Reading aloud is something I've always done with my students, and a few of my favorite read alouds are The BFG, Knuffle Bunny, Too Many Frogs, and My Little Sister Ate One Hare, and any of the Elephant and Piggy books...see a trend? I love silly stories, and getting my students to appreciate humor. While, I'm not necessarily a genre hater, I certainly lean toward a certain type of book. Layne has made me more aware of this, and I plan to branch out on my read aloud selections in the upcoming year.
At the start of each school year, I have my students complete an interest survey for me. I use this to help me steer them toward books that they might be interested in for self-selected reading. This year, I plan to use these surveys to help map out my read alouds as well.

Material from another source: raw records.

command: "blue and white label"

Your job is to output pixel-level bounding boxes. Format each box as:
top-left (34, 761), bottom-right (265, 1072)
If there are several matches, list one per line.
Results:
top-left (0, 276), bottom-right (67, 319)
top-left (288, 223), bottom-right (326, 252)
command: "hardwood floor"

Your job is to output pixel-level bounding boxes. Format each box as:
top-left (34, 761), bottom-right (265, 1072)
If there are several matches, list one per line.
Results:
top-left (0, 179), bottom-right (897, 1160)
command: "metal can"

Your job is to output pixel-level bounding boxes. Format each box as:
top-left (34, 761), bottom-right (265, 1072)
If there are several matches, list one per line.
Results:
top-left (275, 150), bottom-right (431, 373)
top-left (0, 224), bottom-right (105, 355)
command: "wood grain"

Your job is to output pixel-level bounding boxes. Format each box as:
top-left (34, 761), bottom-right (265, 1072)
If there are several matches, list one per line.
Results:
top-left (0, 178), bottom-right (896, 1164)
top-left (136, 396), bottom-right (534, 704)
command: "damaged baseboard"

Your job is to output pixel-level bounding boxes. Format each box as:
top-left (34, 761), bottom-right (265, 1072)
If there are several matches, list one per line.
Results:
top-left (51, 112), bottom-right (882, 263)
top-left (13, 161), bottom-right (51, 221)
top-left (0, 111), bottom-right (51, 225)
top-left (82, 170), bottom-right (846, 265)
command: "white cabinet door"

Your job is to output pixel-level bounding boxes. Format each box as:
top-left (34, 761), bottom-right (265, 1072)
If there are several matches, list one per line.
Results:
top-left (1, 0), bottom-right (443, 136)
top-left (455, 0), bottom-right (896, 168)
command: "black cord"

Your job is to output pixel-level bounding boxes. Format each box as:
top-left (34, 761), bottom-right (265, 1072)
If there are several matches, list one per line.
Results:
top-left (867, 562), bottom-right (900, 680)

As an elementary school reading specialist, I work with students in 1st-5th grade, and am limited in the amount of service time I have with them daily. Layne made me truly consider the importance of "listening up." So taking student interest and listening up into account, I won't have my entire read aloud plan in place until after I meet the students in my caseload. Some books I hope to use as read alouds include the following:
1st grade: Actual Size - Steve Jenkins
2nd grade: Lulu and the Brontosaurus - Judith Viorst
3rd grade: Scaredy Squirrel - Melanie Watt
4th grade: The Miraculous Journey of Edward Tulane - Kate DiCamillo
5th grade: Henry's Freedom Box - Ellen Levine
I'm also hoping to create a read aloud word wall. I have seen the idea on Pinterest, but have yet to implement it. Basically, you copy the cover of the book, and list the vocabulary words taught from that book to create a word wall of sorts. You could refer to these words throughout the year, but could also cross-reference as these words show up in other read alouds or in daily instruction.